何度も砂浜の上に突然現れたショートケーキを見る。一応、皿の上に乗っているので、汚れていることはなさそうだが。
(無駄の無いフォルム、洗練されらデザイン、一度見れば恋に溺れたように忘れられないそのお姿。……間違いない、ショートケーキ様だ。で、でも……)

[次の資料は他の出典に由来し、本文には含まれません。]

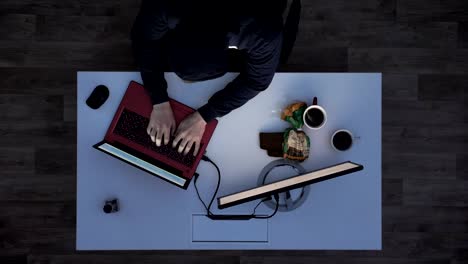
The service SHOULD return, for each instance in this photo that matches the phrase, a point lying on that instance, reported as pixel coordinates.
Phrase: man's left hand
(190, 132)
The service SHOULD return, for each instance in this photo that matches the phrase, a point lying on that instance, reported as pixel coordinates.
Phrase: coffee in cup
(314, 116)
(342, 140)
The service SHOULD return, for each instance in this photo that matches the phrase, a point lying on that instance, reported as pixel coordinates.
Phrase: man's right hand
(161, 124)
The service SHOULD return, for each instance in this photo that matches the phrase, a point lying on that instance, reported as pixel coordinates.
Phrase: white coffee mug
(314, 106)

明らかにおかしい。どう考えても、砂浜の上に一人分切り分けられたショートケーキがあるわけない。それにこの濃厚な甘い香りも、まるでショートケーキの香水を砂浜中に撒いたみたいな強い匂いだ。
「い、一度、ノアちゃんとアルマちゃんに……」
二人を起こすためにモニカが背後を振りかえろうとすれば、違和感。後ろに誰か立っている。そのため、モニカは背後へ歩くために引いた足をそれ以上動かすことはできなかった。モニカの背中には、誰かがぴったりと密着していた。
(誰……!? この感じ、絶対に二人じゃない!?)
「――そう怯えないで」
大人の女性の声。甘い香りが強くなり、モニカの頭の中にも侵入してくるようだ。
細い指がモニカの顎を撫でれば、耳に熱い吐息が触れる。
「やぁっ……」
「かわいい声ね。そんな風に鳴かれると、イロイロしてあげたくなっちゃうけど……。そんなことしてたら、怒られちゃうから」
女がもう一度息を吐いた。その吐いた息すら甘く、鼻を通り、口の中の歯を溶かし、喉すらも何か粘着質なものに変えるようだ。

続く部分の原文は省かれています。